View Full Version : Change in Iraqi province obvious in rare drive

10-08-2007, 02:17 AM
Change in Iraqi province obvious in rare drive (http://www.mcclatchydc.com/227/story/20223.html) - McClatchy, 7 Oct.

Definitely one of the more interesting slice-of-life stories I've read lately. Leila Fadel and Muhammad al-Duleimi, two reporters for McClatchy, drive unescorted through Anbar province to Jordan.

The Iraqi soldier at the last checkpoint before the Jordanian border stared at my passport incredulously. He couldn't write "American" in the log. There hadn't been an American at this checkpoint in years.
"Are you Iraqi?" he asked.

"No," I answered.

"What are you?" he asked, confused.

"I'm American," I answered, and when that still wasn't enough I added, "I'm Lebanese also."

He wrote down "Lebanese."

A few months ago, no American would have been foolish enough to do what I had just done: drive from Baghdad west through Iraq's Anbar province, long the hotbed of the country's Sunni Muslim insurgency, and into Jordan. The route was notorious for hijackings, kidnappings and roadside bombs, and passed some of the best-known symbols of the country's mayhem: Abu Ghraib, Hamdaniyah, Fallujah, Ramadi and beyond.

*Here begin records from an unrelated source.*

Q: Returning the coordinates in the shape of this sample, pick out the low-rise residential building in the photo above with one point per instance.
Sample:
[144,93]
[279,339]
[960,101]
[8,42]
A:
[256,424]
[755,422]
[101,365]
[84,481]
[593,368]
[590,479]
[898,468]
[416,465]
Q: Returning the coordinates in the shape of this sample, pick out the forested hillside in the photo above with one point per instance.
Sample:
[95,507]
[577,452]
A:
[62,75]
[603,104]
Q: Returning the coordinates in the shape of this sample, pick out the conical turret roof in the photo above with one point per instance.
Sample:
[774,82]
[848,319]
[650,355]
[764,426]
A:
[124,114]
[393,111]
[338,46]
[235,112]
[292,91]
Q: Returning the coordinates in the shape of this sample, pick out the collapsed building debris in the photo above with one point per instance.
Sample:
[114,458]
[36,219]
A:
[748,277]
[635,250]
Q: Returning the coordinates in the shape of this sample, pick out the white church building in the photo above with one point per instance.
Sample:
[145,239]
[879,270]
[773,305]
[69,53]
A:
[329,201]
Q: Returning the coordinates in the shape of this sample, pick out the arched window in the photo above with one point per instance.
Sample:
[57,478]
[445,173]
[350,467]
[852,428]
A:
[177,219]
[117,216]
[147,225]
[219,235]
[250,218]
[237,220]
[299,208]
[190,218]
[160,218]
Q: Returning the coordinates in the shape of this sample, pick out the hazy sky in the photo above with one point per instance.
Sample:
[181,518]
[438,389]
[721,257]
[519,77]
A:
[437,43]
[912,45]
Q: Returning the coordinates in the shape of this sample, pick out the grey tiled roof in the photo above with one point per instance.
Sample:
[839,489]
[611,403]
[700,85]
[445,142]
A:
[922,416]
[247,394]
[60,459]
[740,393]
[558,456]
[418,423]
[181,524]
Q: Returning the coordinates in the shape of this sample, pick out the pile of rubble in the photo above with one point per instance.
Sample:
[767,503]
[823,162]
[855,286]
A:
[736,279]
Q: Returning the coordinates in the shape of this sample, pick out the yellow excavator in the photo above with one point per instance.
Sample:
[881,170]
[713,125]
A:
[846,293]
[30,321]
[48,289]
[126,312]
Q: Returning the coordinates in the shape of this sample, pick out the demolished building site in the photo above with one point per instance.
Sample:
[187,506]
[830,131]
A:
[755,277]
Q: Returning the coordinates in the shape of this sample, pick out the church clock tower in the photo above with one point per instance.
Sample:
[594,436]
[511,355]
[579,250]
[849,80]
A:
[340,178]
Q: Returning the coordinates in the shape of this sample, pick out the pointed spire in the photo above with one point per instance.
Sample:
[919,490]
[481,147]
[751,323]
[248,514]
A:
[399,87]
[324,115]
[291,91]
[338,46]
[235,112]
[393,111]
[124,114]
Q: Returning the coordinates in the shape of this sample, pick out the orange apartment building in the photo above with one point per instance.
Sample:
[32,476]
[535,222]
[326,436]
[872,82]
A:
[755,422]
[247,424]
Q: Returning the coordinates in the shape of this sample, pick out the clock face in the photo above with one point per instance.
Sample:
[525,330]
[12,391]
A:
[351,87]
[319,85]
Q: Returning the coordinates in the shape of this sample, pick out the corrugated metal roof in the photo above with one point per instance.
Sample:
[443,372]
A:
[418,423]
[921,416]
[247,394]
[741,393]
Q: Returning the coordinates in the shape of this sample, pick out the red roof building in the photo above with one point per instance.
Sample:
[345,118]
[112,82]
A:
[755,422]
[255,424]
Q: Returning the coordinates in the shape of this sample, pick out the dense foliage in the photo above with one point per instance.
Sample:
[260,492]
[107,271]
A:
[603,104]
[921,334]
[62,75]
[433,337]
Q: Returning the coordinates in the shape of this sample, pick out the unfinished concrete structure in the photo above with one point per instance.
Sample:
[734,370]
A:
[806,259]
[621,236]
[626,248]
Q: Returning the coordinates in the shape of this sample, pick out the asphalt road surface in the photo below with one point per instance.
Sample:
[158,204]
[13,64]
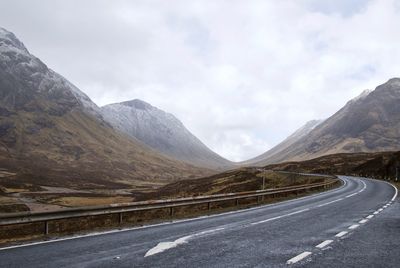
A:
[356,225]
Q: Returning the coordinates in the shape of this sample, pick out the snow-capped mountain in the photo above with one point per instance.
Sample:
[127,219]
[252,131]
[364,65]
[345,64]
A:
[161,131]
[35,78]
[286,144]
[51,133]
[367,123]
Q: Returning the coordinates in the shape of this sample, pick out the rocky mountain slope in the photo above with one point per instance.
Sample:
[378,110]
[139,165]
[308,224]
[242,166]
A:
[286,144]
[53,134]
[161,131]
[368,123]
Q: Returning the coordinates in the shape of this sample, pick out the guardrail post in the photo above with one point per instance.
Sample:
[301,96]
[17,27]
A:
[46,227]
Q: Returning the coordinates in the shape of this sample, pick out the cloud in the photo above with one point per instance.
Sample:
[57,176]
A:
[240,75]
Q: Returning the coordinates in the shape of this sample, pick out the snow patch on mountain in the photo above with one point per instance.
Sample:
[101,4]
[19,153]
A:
[161,131]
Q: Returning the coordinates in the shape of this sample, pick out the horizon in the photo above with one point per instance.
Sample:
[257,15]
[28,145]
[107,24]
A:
[247,106]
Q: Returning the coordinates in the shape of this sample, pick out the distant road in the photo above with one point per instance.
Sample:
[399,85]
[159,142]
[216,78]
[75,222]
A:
[356,225]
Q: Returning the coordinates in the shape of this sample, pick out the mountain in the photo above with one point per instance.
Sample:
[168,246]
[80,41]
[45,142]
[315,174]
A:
[368,123]
[286,144]
[53,134]
[161,131]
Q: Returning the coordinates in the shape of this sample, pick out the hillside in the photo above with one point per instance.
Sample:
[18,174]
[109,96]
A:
[368,123]
[161,131]
[52,134]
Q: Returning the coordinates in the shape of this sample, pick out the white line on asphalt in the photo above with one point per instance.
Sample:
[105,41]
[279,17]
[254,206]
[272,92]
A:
[299,257]
[341,234]
[324,244]
[279,217]
[163,246]
[331,202]
[354,226]
[172,222]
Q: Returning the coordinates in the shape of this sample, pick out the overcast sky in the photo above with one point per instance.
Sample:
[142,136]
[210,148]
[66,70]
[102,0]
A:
[241,75]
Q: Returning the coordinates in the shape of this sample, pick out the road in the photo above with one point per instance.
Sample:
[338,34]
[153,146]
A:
[356,225]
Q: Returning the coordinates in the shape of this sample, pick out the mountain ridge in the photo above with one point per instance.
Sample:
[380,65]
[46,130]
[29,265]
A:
[161,131]
[367,123]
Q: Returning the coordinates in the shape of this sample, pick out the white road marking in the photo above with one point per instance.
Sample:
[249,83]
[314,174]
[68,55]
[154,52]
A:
[331,202]
[341,234]
[163,246]
[324,244]
[354,226]
[279,217]
[299,257]
[170,222]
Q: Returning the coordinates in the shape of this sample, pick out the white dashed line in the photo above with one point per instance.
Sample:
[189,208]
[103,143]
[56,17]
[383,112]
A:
[341,234]
[354,226]
[324,244]
[279,217]
[299,257]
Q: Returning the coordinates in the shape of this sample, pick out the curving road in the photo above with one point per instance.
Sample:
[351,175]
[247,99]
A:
[356,225]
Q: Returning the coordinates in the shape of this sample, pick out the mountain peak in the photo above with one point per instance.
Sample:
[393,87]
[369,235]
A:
[393,82]
[138,104]
[8,39]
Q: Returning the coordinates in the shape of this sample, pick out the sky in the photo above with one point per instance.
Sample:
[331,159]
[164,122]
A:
[240,75]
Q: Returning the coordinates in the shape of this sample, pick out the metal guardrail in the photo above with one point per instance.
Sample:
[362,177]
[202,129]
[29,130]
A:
[46,217]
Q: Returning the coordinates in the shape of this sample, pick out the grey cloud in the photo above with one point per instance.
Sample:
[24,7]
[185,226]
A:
[240,75]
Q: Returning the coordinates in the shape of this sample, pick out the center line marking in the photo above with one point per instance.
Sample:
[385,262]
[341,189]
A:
[324,244]
[354,226]
[299,257]
[279,217]
[341,234]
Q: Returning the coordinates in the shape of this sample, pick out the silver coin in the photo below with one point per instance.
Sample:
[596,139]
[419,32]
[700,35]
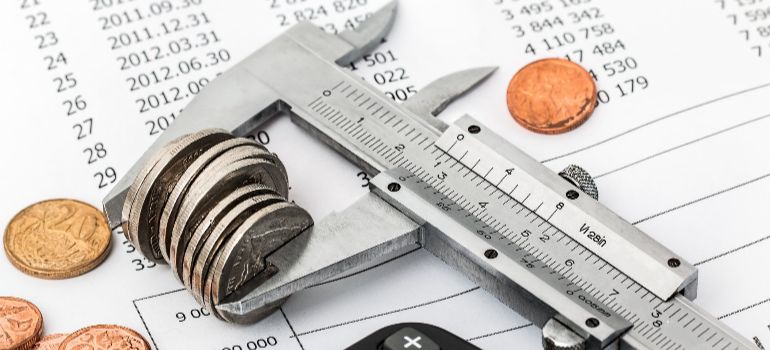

But western Iraq has changed, and the drive last Sunday was proof of that.
Not once in the seven hours that it took to travel the 360 miles or so was there a threatening moment. The concrete barriers that used to block traffic along the road at al Haswa and then later at al Rutba — so insurgents and bandits could assault cars more easily — had been shoved into the median. Traffic flowed quickly and smoothly ...
Plenty of interesting little vignettes:


After miles in the desert we stopped at a small restaurant in al Rutba where the name Bush was painted in white in three different spots in the parking lot, so customers could step on it. All along the route, the burned bodies of trucks and cars littered the roadside ...

The lot held several SUVs, which families rent for about $800 and pack with their belongings for the drive out of Iraq. The ones here would turn right in a few miles and head for Syria, which still lets fleeing Iraqis enter. Jordan has shut the door.

That was clear when we reached the border. Two lines were labeled at the crossing: "Iraqi" and "Arab and foreigners." Only three civilian cars had come that day. I was the only foreigner.

It was the only time all day when things grew tense. A Jordanian customs agent uncovered a turba, a small, round hardened piece of clay that Shiites rest their foreheads on when they pray. He threw it with disrespect. "This is that thing you pray on," he said ...

10-08-2007, 03:52 AM
West of Ramadi, that stretch of road has been relatively benign (in terms of threats to Muslim-looking folks) for quite some time.

It isn't some change that can be attributed to the surge or other dramatic efforts, just the hard work of Marines and Sailors, and the local BP and HP volunteers that aren't corrupt.